我站在一个全空的房间里,只有金属架上摆了一张光秃秃的床垫。月光洒过水面,反射出的点点光斑轻触着天花板和墙壁。我听到本的呼吸,独立于我的呼吸之外,所以我知道他与我同在。他把手放在我的肩膀上,靠向我,于是我感觉到他的幻影的重量,他低声叫我的名字。
“告诉我。”我说,但他没说话。
那一晚,我做了另一个梦。
本的身上糊了厚厚的泥,在冰冷彻骨的雨中颤抖,他站在草场里,凝望里德尔大宅,那是象征世上所有对错的符号。建造那处地方本是为了庇护他免受苦难,现在却成了他痛苦的源头。他只能看到哈里,躺在地上仰头看他,眼睛炽烈发红,却一脸安宁,就好像他已经到达一处不复存在痛苦的地方。
本酿成了哈里的死。在他愤怒反抗父亲时,他折断了哈里。他折断了他,所以他才无法自救。本的极乐时刻——对未婚妻坦白他对哈里的真爱,而她接受了这一事实——永远与他灵魂伴侣死亡的悲恸时刻联结。现在他该做什么?往哪儿去?
他满身湿透、肮脏不堪地走进里德尔大宅。他把泥泞的脚印留在地毯上,走到他父亲的书房,坐在书桌旁。他用一只颤抖的手草草地给父亲写了一张字条,试图解释。他必须走,必须找到哈里,即使那意味着离开这个世界。
他把字条留在书桌上,走到山下的谷仓。夜幕降临,一阵冷风吹起,让他哆嗦得更厉害了。他从谷仓里拿了装备包,步履艰难地穿过林子,来到树基。那棵树。
他带着冷酷的决意绑上攀钩,投掷翻转线绕树干一圈,就好像曾做过上千次。他往树皮里钉进一根长钉,直到感觉出咬力为止,又把自己压上去,爬上大树。他又把另一颗钉刺进树干。他已经准备好了。生命中第一次,他没有请求大树保护他。
爬树对他没有趣味,这是一桩累事。很艰难,很痛苦。他感觉不是独自在爬,而是拖着绑在腰间一根绳索上的哈里。他感觉到哈里灵魂的负担,对哈里之死的愧疚。
于是他不休不止地爬。他爬得很慢,大树似乎随着他的攀爬长得更高。他或许永远也到不了顶。疲劳折磨着他的身体、他的灵魂。他又冷、又累、又饿。他疼。
等他爬到一处熟悉的地方,已经过去一个小时,夜幕彻底降临了。他找到落脚的地方,几年前的一场暴风雨中,那里折断了一根树枝。他在落脚处稍事停顿,望向奥林匹克山的轮廓,那是映衬在地平线上一道独特的黑线。他的展望给予他些许希望,没有什么能减损这个世界的美。风猛烈地刮着,他震颤得那么剧烈,几乎要失去把握。但他紧紧抓住。不,他想,还没到。有那么片刻,他被前夜事件的疲劳击溃,觉得自己应该回到地面去见哈里,因为哈里已经为他炖好了菜,正在小屋里等着他回去。但随即,本记起来,哈里死了,于是他继续往上,爬得更高,直到抓住一根几乎难以承重的极细树干。在他的重压下,回弹的树干在风中摇摆,他也随之摇摆。这么无遮无挡、赤裸裸地待在空中接近三百英尺的高度,实在让人恐惧。

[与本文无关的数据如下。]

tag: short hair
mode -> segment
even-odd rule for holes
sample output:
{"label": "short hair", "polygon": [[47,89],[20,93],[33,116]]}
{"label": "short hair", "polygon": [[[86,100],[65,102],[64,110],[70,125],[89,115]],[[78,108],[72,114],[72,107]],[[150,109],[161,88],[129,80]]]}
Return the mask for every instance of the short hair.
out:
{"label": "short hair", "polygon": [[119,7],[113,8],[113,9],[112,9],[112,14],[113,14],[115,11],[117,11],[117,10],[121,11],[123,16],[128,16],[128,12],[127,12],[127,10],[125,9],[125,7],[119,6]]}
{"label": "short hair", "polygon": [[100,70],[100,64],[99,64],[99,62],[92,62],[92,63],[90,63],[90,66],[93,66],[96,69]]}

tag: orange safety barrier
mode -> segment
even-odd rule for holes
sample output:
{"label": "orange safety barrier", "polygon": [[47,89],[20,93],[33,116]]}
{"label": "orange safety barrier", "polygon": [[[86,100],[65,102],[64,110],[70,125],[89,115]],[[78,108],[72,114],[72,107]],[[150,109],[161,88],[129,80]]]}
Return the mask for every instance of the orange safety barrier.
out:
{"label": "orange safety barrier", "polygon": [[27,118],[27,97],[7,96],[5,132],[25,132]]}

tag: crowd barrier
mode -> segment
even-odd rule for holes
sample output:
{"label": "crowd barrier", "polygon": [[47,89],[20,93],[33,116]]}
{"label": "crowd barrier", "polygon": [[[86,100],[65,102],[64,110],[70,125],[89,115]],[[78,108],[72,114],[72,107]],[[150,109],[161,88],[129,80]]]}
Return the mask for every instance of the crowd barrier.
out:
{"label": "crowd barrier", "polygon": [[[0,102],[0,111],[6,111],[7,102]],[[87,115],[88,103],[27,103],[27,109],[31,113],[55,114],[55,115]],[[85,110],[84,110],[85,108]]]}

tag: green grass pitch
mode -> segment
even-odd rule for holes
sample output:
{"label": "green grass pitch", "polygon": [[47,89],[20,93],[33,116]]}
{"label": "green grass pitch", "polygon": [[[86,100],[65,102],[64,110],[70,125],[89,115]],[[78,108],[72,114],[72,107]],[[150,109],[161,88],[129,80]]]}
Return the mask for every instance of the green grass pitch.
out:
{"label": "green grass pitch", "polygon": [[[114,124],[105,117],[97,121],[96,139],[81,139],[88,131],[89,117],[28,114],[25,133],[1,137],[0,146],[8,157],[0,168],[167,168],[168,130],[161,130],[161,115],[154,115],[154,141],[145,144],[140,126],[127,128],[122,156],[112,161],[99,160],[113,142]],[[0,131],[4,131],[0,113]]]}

他望向缀满星星的黑色天空,看到哈里的脸就在眼前,悬在空中。
感觉深爱的人与你同在,至死不渝,就是如此简单。然而,却这般痛苦。
本伸出手去。他只靠双腿紧夹大树,盘在一根还没有他胳膊粗的树干上。他伸手去够着什么。然而是什么?
是天空。他伸出手去抓天空,握紧不放。就在那一刻,一阵微风吹来,足以把他扫下大树,把他卷走。他仍在紧抓天空。他的手指握住大气的蓝色构造,于是他在空中飘游,轻飘飘的,被风击打着。
然后他翱翔高飞。他升上平流层,升到更高。他飞了,哈里在他眼前。他们彼此相望,因彼此对物理定律的漠视而相视而笑。本伸手去碰哈里,但哈里仍不可及。不过,本还是开心的:他们会永远离开这个世界了。

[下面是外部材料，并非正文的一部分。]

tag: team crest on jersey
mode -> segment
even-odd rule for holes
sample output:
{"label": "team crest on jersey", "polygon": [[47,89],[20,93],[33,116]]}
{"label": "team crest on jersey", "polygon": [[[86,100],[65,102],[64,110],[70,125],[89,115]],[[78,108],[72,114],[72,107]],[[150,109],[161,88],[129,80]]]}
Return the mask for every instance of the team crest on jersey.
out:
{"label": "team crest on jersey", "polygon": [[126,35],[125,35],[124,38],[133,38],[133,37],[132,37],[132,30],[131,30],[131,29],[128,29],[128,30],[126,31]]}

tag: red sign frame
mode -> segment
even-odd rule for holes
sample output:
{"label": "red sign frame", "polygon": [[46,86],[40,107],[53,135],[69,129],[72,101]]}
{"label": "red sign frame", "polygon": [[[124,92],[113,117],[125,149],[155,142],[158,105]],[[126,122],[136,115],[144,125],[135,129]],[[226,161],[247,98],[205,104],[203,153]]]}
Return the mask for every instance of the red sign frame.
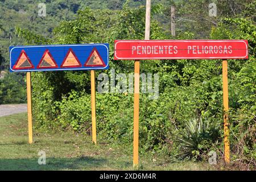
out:
{"label": "red sign frame", "polygon": [[116,40],[114,60],[246,59],[246,40]]}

但微风停了,本看到了事实:他不能跟随哈里而去。哈里消失在苍穹里,而本自身愧疚的重量不容他跟去。他饱受苦楚,无法逃脱。他狂乱拼命地去够他的灵魂伴侣,但抓不住。
他坠落了。开始很缓慢,逐渐加速,直到他以骇人的速度骤然坠地,他的胃提到了嗓子眼里,不能呼吸,一丝空气也无法吸入;他坠落了,但他不怕。他知道自己已经没有理由害怕,对此心满意足。因为他听到大地的召唤。土壤,岩石,黏土。他听到它在呼唤他,他知道大地终究会赢。总是它赢。我们,我们所有人,都将在此结束生命。连鸟儿都是。
时间不长,也不痛苦。至少,他不记得疼痛了。然后,没有一丝时间流逝或空间转换的感觉,他能觉察到自己的脚趾和手指抓住了湿润的土地,肚子紧贴地面;他能闻到泥土味,生机活泼,永远在移位、变化、生长、死去,他知道他仍是土地的一部分。
一切都是黑暗,直到他学会去看。一切都是静默,直到他学会去听。一切都是静止,直到他学会移动。等他终于站起来,环顾暗林,听到夜间列车拉响鸣笛隆隆而过时——当他看到自己孤身一人时——他无比清晰地知道一件事:这就是他命中注定的地方,这就是他将要驻留的地方。
他会留在这里。
我从梦中醒来,觉得反胃、急躁又阴郁。
本给了我一个梦,是我找他要的。但他没有给我想要的梦:关于我父亲的梦。他给了我一个关于他自己的梦。
我理解,本对哈里的死心怀愧疚,所以他才被困住,等待履行对哈里的承诺,即他们的特殊之地会被归还自然。但我当时想知道的是,为什么父亲这么一团糟。存在着某种联系,但我没能洞察。我确信无疑,本有答案,也能把它给我。但他不愿意这么做,这让我觉得很沮丧。他为什么不能给我想要的东西呢?
我试图入睡,但睡不着。或许我没有很努力地尝试。因为他给我的梦境感觉太真实了。雨水的刺扎。爬树的疼痛。坠落的恐惧。盖着床单,我仍觉得冷,尽管房间里至少有二十五摄氏度。我感觉到冷意和雨,感觉到指甲里的泥土,是挖哈里的墓穴时留下的,我还感觉到看见哈里时的喜悦。我感觉到本在那一刻的认命,他意识到:他哪里也不会去。